Artificial Neural Network proved to be the most successful algorithm for early diagnostics, reporting accuracy above 95% using features extracted from gait force patterns. This is especially important, since in early disease stages motor symptoms are not clearly visible and with delayed diagnostics the progression of the disease is unbridled High-accuracy results are also obtained for detection of motor symptoms, disease stage and severity. Prediction of symptoms severity was successfully applied using various algorithms and sensors.

Figure 3: The ANN “learn” to perform tasks and solve problems in the same way that a human brain would.


Figure 4: The ultimate goal is to develop a closed loop detection at two levels.
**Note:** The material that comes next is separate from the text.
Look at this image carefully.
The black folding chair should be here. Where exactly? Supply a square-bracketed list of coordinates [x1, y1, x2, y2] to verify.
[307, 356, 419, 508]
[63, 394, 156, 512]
At the first level, (Figure 4) the wearable monitoring system consisting of a waist belt, a wrist band and patch electrodes on the leg all connected by Wifi to an iphone application .The Neurologist will be able to process in real time the motor status of the PD patients, and evaluate the ON/OFF/Dyskinesia status during ambulatory conditions and will also perform a gait guidance system able to direct the patient in real time during their daily activities.
At a second level, the AIS provided by the first level, supported with a disease management protocol will allow the monitoring neurologist in charge to access accurate and reliable information to decide about the treatment that best suits the patient at different time during the day and improve the management of their disease, in particular to adjust the so called therapeutic window thru a remotely controlled subcutaneous injection pump.

References

  1. Siuly S, Zhang Y (2016) Medical big data: Neurological diseases diagnosis through medical data analysis. Data Sci Eng 1(2): 54-64.
  2. Gil D, Johnsson M (2009) Diagnosing parkinson by using artificial neural networks and support vector machines. Glob J Comput Sci Technol 9(4): 63-71.
  3. Dreyfus SE (1990) Artificial neural networks, back propagation, and the Kelley-Bryson gradient procedure. Journal of Guidance Control and Dynamics. 13(5): 926-928.

© 2019 Ghassan George Haddad. This is an open access article distributed under the terms of the Creative Commons Attribution License , which permits unrestricted use, distribution, and build upon your work non-commercially.